02:20 pm, BY wgirl[20 Anmerkungen]

Text
Tag 08/03/11

Ja, sie hätten Sojamilch da und es freut mich, denn in Frankfurt ist das nach wie vor kein Standard. Wenn ich nach Sojamilch frage, fühle ich mich immer noch ein wenig wie ein Möchtegern-Hipster, der aus jedem Stadtteilcafé Starbucks machen will. Als der Milchkaffee kommt liegt auf dem Unterteller der obligatorische Keks. Vermutlich einer, auf dessen Verpackung “Gebäckmischung Exquisit” oder so stand. Also ein ganz normaler. Mit Milch und Ei. Oder zumindest Vollmilchpulver und Eiweiß aus Ei. Ich trinke den Kaffee und esse schließlich auch den Keks. Weil er schon mal dort liegt und sie ihn wohl kaum zurück nehmen würden. Wo er letzten Endes landet ist jetzt auch egal. Wobei: hätte man mir zum Kaffee ein Stück Speck gereicht, hätte ich es trotzdem nicht in den Mund nehmen wollen: das Abstraktionsvermögen reicht nicht mehr aus, zu verdrängen, was es eigentlich ist.

Die Umstellung dahin, nur noch vegan zu essen, ging weit schneller als erwartet. Abgesehen von dem Keks wüsste ich spontan nicht, wann ich das letzte Mal etwas mit Ei und Milch gegessen habe.  Also mit dem Wissen, dass Ei und Milch enthalten sind. Vielleicht Ende Januar, die eine Tafel Milka. Als ich Vegetarierin wurde, hat die Umstellung sicherlich ein Jahr gedauert. Im Gegensatz zu der Fleisch-Sache (Wobei: man sollte ja niemals “nie” undsoweiter…) kann ich mir vorstellen, Ausnahmen zu machen. Eben dieser eine Keks. Oder Käse aus dem Demeterbetrieb, für den meine Mutter arbeitet. Dringend ist es allerdings nicht. Dazu dann auch die Frage, ob ich es langfristig noch kann.

Als Vegetarierin war ich in den ersten Jahren gründlich: Vegetarismus war nicht selbstverständlich, sondern eine Frage der Disziplin.
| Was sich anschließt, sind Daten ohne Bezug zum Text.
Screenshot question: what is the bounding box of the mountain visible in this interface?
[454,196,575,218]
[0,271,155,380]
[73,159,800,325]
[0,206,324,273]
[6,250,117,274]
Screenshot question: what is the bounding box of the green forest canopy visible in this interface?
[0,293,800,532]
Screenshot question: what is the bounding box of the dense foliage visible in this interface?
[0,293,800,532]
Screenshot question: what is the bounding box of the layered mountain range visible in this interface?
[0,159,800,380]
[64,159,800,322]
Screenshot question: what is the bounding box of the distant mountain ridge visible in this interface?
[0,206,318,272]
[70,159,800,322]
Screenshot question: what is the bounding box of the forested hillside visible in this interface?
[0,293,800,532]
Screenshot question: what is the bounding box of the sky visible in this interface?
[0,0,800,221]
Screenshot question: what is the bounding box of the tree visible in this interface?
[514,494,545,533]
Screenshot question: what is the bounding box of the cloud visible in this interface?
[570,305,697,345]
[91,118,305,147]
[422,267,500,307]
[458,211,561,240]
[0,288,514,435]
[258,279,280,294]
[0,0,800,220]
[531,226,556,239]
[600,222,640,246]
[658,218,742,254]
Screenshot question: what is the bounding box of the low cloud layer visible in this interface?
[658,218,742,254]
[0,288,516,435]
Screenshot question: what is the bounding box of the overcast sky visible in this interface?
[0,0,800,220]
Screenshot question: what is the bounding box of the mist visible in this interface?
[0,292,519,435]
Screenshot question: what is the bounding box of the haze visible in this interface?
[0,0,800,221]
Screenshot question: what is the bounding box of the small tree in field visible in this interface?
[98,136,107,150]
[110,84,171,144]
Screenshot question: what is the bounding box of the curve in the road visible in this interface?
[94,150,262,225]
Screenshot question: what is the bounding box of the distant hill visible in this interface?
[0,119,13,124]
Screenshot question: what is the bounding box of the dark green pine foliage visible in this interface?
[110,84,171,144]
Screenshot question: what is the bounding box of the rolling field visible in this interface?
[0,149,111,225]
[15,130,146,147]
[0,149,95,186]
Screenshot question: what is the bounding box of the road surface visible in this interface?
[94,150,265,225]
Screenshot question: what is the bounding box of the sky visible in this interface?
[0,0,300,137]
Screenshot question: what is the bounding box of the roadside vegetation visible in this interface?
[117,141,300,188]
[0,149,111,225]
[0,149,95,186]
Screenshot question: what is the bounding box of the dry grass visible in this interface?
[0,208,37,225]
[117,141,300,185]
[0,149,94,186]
Was sich dann soweit selbstständig machte, dass ich es unappetitlich fand, wenn Fleisch, Wurst, Fisch im selben Kühlschrank aufbewahrt wurden wie die Dinge, die ich aß. Für ein Seminar an der Uni laß ich Ausschnitte aus Peter Bergers “Lob des Zweifels”. Berger ist Religionssoziologe, “Lob des Zweifels” handelt vom religiösen Pluralismus, der global so weit verbreitet ist wie die Säkularisierungsthese unter linken Intellektuellen (Zumindest bis vor paar Jahren, aber darum soll es hier nicht gehen.). Einen großen Teil nimmt in “Lob des Zweifels” der religiöse Fundamentalismus ein. Laut Berger entsteht Fundamentalismus dort, wo dem Glauben die Sicherheit fehlt: dort, wo die Alternativen (Freiheit, Fernsehen, andere Religionen) spannender werden, aber auch bei Konvertiten. Wo Religiosität selbstverständlich ist, kann auch mal über die Strenge geschlagen werden. Wo Selbstverständlichkeit fehlt, braucht es wiederum Regeln, um sich vom falschen Lebenswandel abzusetzen.
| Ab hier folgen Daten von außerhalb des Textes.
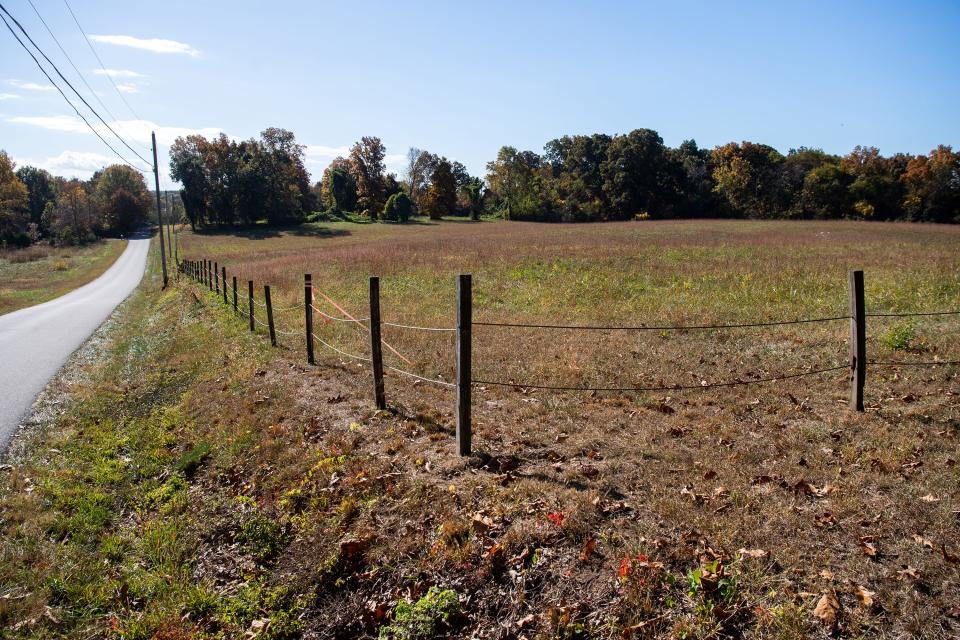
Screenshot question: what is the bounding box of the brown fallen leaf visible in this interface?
[940,543,960,564]
[813,591,840,627]
[853,584,877,609]
[580,538,597,562]
[912,533,933,549]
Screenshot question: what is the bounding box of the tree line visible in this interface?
[170,129,960,225]
[0,151,151,247]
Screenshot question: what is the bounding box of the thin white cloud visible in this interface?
[93,69,143,78]
[8,80,54,91]
[17,151,118,180]
[90,36,200,57]
[7,116,90,133]
[7,116,222,146]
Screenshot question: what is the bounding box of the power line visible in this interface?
[63,0,143,120]
[0,10,144,171]
[0,4,150,166]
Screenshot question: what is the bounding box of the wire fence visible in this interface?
[180,261,960,455]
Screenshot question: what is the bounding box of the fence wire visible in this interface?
[470,364,849,391]
[473,316,850,331]
[310,333,373,362]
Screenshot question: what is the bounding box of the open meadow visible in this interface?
[0,240,127,314]
[0,221,960,639]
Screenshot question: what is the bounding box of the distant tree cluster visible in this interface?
[170,128,314,228]
[314,137,483,222]
[0,151,150,247]
[486,129,960,222]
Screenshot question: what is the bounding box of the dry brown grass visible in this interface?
[167,222,960,638]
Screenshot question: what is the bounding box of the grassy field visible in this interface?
[0,240,127,314]
[0,222,960,639]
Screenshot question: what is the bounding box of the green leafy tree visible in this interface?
[350,136,387,215]
[96,164,150,233]
[601,129,679,218]
[383,191,413,222]
[0,151,30,246]
[711,141,784,218]
[17,166,57,235]
[801,163,852,218]
[423,158,457,220]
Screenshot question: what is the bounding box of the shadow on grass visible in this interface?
[189,222,352,240]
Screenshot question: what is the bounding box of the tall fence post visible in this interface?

So ähnlich war es auch mit Vegetarismus. Aus Angst vor Rückfällen musste die Distanz zur “alten” Lebensweise möglichst groß sein. Geschmacklich war Fleisch schon in Ordnung, ein “Keine Lust darauf” hätte es nicht getan. Stattdessen regelmäßig daran denken, was Fleisch überhaupt ist. Mit der Zeit ist es bisschen einfacher. Nicht, dass ich Fleisch essen würde, aber man macht sich einfach weniger Gedanken. Alles ist Routine. Aber alles ist auch Routine, weil man es eingeübt hat. Was aus der Veganismus-Sache wird, weiß ich nicht. Beim Keks war da ein Zögern. Nach dem letzten Käsebrot ein schlechtes Gewissen. So lange ich hinter her unzufrieden bin, bringen mir Ausnahmen eher nichts.